Tiled processing of large datasets

To improve the performance and scalability of feature overlay tools such as Union and Intersect, operational logic called adaptive subdivision processing is used. The use of this logic is triggered when data cannot be processed within the available amount of physical memory. To stay in the bounds of physical memory, which greatly improves performance, processing is done incrementally on subdivisions of the original extent. Features that straddle the edges of these subdivisions (also called tiles) are split at the edge of the tile and reassembled into a single feature during the last stage of processing. The vertices introduced at these tile edges will remain in the output features. Tile boundaries also may be left in the output feature class when a feature being processed is so large the subdivision process is unable to put the feature back to its original state using the available memory.

Why subdivide the data?

The overlay analysis tools perform best when processing can be done within your machine's available memory (free memory not being used by the system or other applications). This may not always be possible when working with datasets that contain a large number of features, very complex features with complex feature interaction, or features containing hundreds of thousands or millions of vertices (or a combination of all three of these). Without the use of tiling, available memory would be quickly exhausted and the operating system would start to page (use of secondary storage as if it were main memory). Paging leads to performance degradation and at some point the system would simply run out of resources and the operation would fail. Tiling helps avoid this as much as possible. In extreme cases the processing memory management will be handed over to the system in an attempt to complete the processing by allowing the operating system to use all the resources at its disposal in order to complete the process.

What do the tiles look like?

Every process starts with a single tile that spans the entire extent of the data. If the data in the single tile is too large to be processed in physical memory, it is subdivided into four equal tiles. Processing then begins on a subtile, which is further subdivided if the data in this second level of tiles is again too large. This continues until the data within each tile can be processed within physical memory. See the example below:

Extent of input datasets

The footprint of all the input features

GP tile level 1

The process begins with a tile that spans the entire extent of all datasets. For reference, this is called tile level 1.

GP tile level 2

If the data is too large to process in memory, the level 1 tile is subdivided into four equal tiles. These four subtiles are called level 2 tiles.

GP tiles adaptive

Based on the size of data in each tile, some tiles are further subdivided, while others are not.

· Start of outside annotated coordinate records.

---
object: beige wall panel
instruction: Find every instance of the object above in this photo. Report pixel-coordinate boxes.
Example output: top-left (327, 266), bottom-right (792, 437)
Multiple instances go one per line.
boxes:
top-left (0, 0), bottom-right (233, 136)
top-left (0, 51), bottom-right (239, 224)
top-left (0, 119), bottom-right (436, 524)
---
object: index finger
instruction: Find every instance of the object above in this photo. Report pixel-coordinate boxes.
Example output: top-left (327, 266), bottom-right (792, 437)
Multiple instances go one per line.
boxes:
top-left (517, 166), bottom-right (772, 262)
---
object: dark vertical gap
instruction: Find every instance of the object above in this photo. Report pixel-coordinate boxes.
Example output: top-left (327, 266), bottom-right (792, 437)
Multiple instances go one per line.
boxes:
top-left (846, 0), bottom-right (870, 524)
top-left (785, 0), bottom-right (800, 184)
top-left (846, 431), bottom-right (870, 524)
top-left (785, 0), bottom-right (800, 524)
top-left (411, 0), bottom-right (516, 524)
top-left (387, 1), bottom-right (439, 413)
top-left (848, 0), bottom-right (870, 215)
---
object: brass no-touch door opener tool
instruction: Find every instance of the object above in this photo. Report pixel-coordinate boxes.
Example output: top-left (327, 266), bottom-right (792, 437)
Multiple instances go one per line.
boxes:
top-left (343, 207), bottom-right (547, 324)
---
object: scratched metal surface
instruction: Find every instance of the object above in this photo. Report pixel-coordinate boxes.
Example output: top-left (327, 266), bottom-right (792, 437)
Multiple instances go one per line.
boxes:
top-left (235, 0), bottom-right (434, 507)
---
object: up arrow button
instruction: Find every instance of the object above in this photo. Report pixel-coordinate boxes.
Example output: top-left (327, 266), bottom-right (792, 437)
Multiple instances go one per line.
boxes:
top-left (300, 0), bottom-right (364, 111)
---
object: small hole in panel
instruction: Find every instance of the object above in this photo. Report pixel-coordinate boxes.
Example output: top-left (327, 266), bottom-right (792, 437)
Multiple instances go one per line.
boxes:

Which tools use subdivisions

The following tools from the Analysis Tools toolbox have subdivision logic when dealing with large data:

  • Buffer (when using dissolve option)
  • Clip
  • Erase
  • Identity
  • Intersect
  • Split
  • Symmetrical Difference
  • Union
  • Update

These tools from the Data Management toolbox also use subdivision logic when dealing with large datasets:

  • Dissolve
  • Feature To Line
  • Feature To Polygon
  • Polygon To Line

Process fails with an out of memory error

The subdivision approach may not help in processing extremely large features (features with many millions of vertices). Splitting and reassembling extremely large features multiple times across tile boundaries is very costly in terms of memory, and may cause out of memory errors if the feature is too large. This is determined by how much available memory (free memory not being used by the system or other applications) is available on the machine running the process. Some large features may cause an out of memory error on one machine configuration and not on another. The out of memory error can occur on the same machine one time and not another depending on the resources being used by other applications. Examples of very large features with many vertices are road casings for an entire city or a polygon representing a complex river estuary.

The out of memory error could also happen if a second application or geoprocessing tool is run while a tool is processing. This second process could use a portion of the available memory the subdivision process thought was available for use, thereby causing the subdivision process to demand more memory than is actually available. It is recommended that no other operations be performed on a machine while processing large datasets.

One recommended technique is to use the Dice tool to divide large features into smaller features before processing.

What data format is recommended when working with large data?

Personal geodatabases and shapefiles are limited in size to 2 gigabytes (GB). If a process' output will exceed this size, failures can occur. Enterprise and file geodatabases do not have this limitation so they are recommended as the output workspace when processing very large datasets. For enterprise geodatabases, see the database administrator for details on data loading policies. Performing unplanned/unapproved large data loading operations may be restricted.